Reputation: 383
I don't know what category my question falls into. I have a text that has a pattern like below.
1 MERRILL LYNCH 33 2 LEHMAN BROTHERS HLDGS. 82 3 SALOMON 149 4 PAINE WEBBER GROUP 248 5 BEAR STEARNS 328 6 CHARLES SCHWAB 621 7 A.G. EDWARDS & SONS 823
The pattern is (sequence from 1, a company name (consists of characters or numbers), number (maximum 1000)) repeated
I want to (build a function) that turns this text into a vector;
c("1 MERRILL LYNCH 33", "2 LEHMAN BROTHERS HLDGS. 82", "3 SALOMON 149",
"4 PAINE WEBBER GROUP 248", "5 BEAR STEARNS 328", "6 CHARLES SCHWAB 621",
"7 A.G. EDWARDS & SONS 823")
Would this be possible? There's no regularity in the company name or the number that follows. There's always a space after the first increasing sequence, a space after a company name.
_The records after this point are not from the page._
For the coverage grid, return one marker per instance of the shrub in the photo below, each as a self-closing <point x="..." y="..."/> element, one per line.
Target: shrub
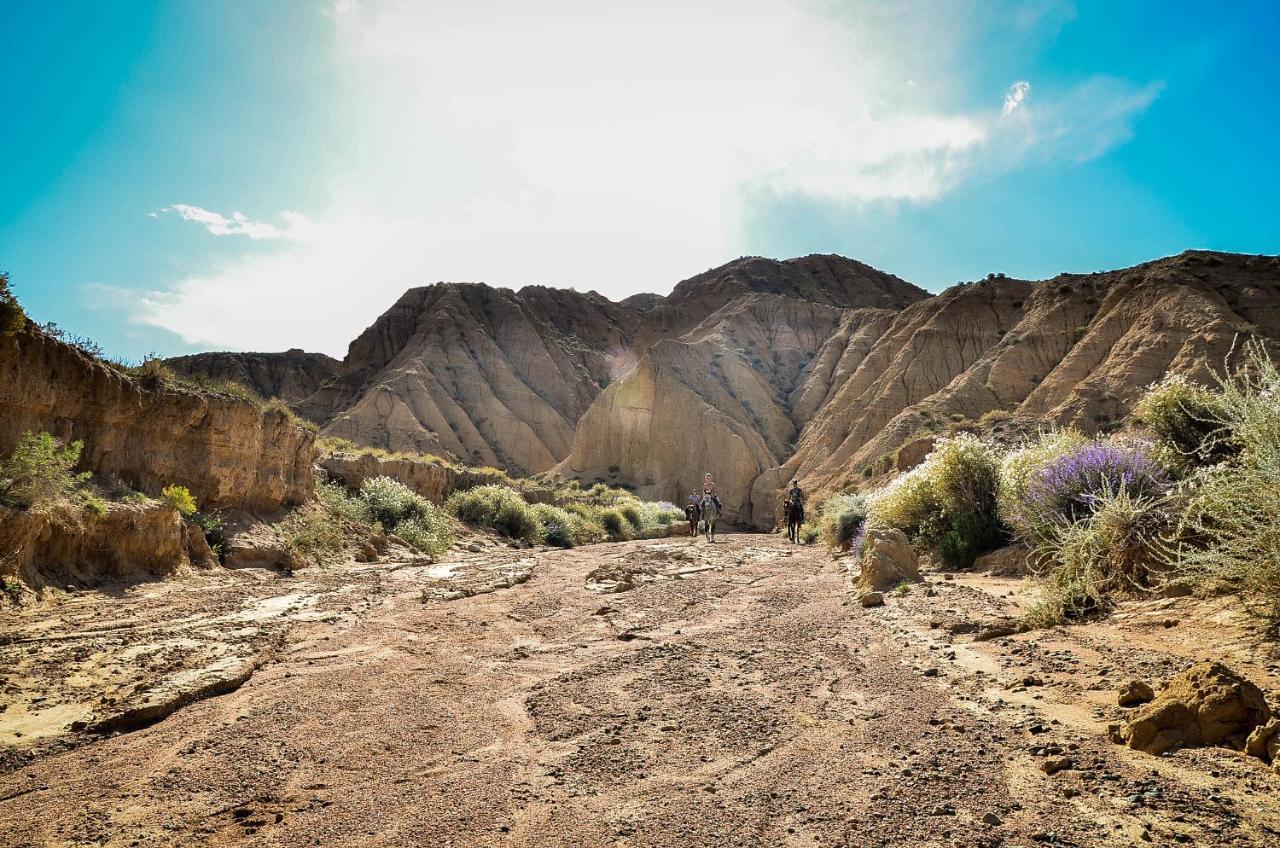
<point x="312" y="536"/>
<point x="632" y="514"/>
<point x="40" y="470"/>
<point x="391" y="501"/>
<point x="1114" y="550"/>
<point x="947" y="502"/>
<point x="10" y="311"/>
<point x="429" y="533"/>
<point x="556" y="525"/>
<point x="497" y="507"/>
<point x="1187" y="420"/>
<point x="339" y="501"/>
<point x="179" y="497"/>
<point x="1020" y="464"/>
<point x="1070" y="487"/>
<point x="612" y="521"/>
<point x="840" y="519"/>
<point x="1232" y="525"/>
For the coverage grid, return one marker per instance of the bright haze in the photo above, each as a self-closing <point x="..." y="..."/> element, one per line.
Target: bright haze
<point x="274" y="174"/>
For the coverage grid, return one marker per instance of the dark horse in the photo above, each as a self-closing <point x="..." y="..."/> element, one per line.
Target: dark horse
<point x="694" y="514"/>
<point x="792" y="511"/>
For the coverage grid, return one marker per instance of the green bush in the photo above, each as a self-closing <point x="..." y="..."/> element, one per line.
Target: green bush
<point x="1019" y="466"/>
<point x="179" y="497"/>
<point x="1188" y="422"/>
<point x="339" y="501"/>
<point x="1230" y="533"/>
<point x="430" y="533"/>
<point x="839" y="520"/>
<point x="1115" y="550"/>
<point x="946" y="502"/>
<point x="40" y="472"/>
<point x="10" y="311"/>
<point x="314" y="536"/>
<point x="497" y="507"/>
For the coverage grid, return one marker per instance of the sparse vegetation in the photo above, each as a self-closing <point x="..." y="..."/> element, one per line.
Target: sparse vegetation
<point x="840" y="519"/>
<point x="179" y="497"/>
<point x="947" y="502"/>
<point x="10" y="310"/>
<point x="41" y="470"/>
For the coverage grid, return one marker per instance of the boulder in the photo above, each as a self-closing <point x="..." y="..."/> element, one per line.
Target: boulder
<point x="1264" y="743"/>
<point x="1011" y="561"/>
<point x="1207" y="705"/>
<point x="887" y="560"/>
<point x="1134" y="693"/>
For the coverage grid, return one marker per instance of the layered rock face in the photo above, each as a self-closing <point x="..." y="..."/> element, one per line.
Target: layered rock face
<point x="292" y="375"/>
<point x="1075" y="350"/>
<point x="485" y="374"/>
<point x="227" y="451"/>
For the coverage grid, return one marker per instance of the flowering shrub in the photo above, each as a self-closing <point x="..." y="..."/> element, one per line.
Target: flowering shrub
<point x="1188" y="422"/>
<point x="1068" y="488"/>
<point x="947" y="502"/>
I can provide more information if necessary.
Upvotes: 1
Views: 70
Reputation: 887173
Or another option is strsplit
from base R
strsplit(txt, "(?<=[0-9])\\s+(?=[0-9])", perl = TRUE)[[1]]
#[1] "1 MERRILL LYNCH 33" "2 LEHMAN BROTHERS HLDGS. 82" "3 SALOMON 149"
#[4] "4 PAINE WEBBER GROUP 248" "5 BEAR STEARNS 328" "6 CHARLES SCHWAB 621"
#[7] "7 A.G. EDWARDS & SONS 823"
Or another base R
option would be with gsub
and scan
scan(text = gsub("(\\d+) (\\d+)", "\\1,\\2", txt), what = "", sep=",", quiet = TRUE)
#[1] "1 MERRILL LYNCH 33" "2 LEHMAN BROTHERS HLDGS. 82" "3 SALOMON 149"
#[4] "4 PAINE WEBBER GROUP 248" "5 BEAR STEARNS 328"
#[6] "6 CHARLES SCHWAB 621" "7 A.G. EDWARDS & SONS 823"
Upvotes: 1
Reputation: 18681
Analogous to @Remeko Duursma's answer, here is the base R version:
regmatches(txt, gregexpr("[0-9]+[^0-9]+[0-9]+", txt))[[1]]
Results:
[1] "1 MERRILL LYNCH 33" "2 LEHMAN BROTHERS HLDGS. 82"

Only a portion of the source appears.